Indeed, the production, and the venue at large, wear their crassness on their sleeve. At one point, Patrice Naiambana, as Gower, takes one of several time-outs from the text to assert: “We don’t do art here. This is the Globe. We do life. If you want art go to a museum.” Later, the same actor apologises, leeringly unapologetically, for the play being “low-brow”. One does not have to be any sort of elitist to feel that the term fails to do justice to the performance’s depth of vulgarity.
And that’s another irony about the Globe: not only do its masters not believe in Shakespeare the man, they do not seem much interested in what he wrote. Whether in its gabbled mini Tempest or the direful Pericles, the text is disregarded for (admittedly impressive) acrobatics, or effusive, mid-action declarations that: “We want to make poverty history — yeah?” This leads us to the theatre’s utmost irony — that, by appearing to champion inclusivity, the Globe has become the ultimate exclusive venue: excluding Shakespeare as author, genuine Shakespeare enthusiasts, even the script, where it can. In striving to “bring people to Shakespeare”, the Globe is succeeding in pushing ever more of us away. Not that it ever has a problem with bums on (or off) seats. But, then, harnessing tourist traffic does not a compelling aesthetic vision make.
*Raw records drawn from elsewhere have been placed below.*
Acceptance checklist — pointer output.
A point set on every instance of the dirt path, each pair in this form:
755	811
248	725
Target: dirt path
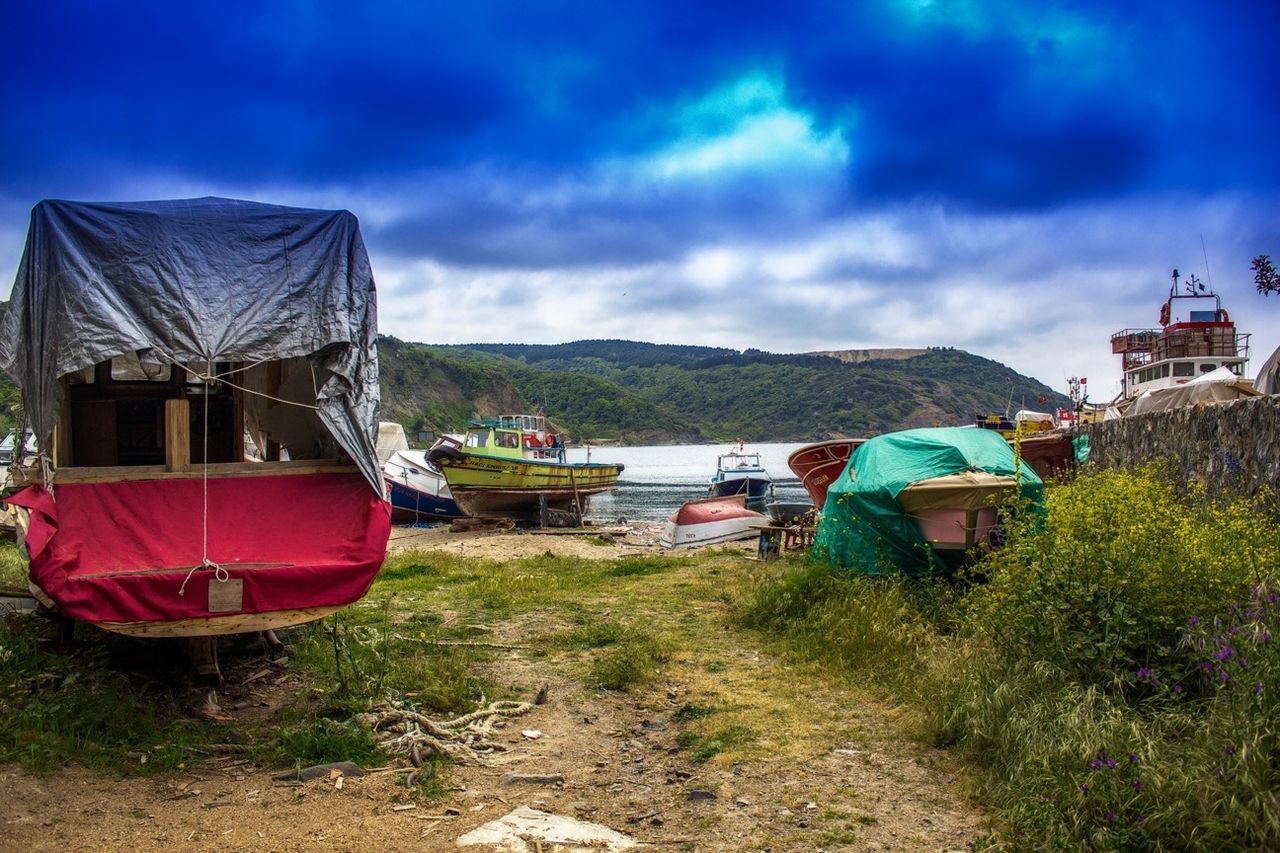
805	763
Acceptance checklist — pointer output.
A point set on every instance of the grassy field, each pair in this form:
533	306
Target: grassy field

Next season brings a new artistic director, Dominic Dromgoole of the Oxford Stage Company, who has dismissed his predecessor’s claims about the authorship issue with an emphatic “Baloney”. Perhaps we can take this as an indication that he will follow a more discerning path — think outside the chocolate box, as it were. Rylance, though clearly a man of terrific energy and charisma, will, for all the wrong reasons, prove a difficult act to follow.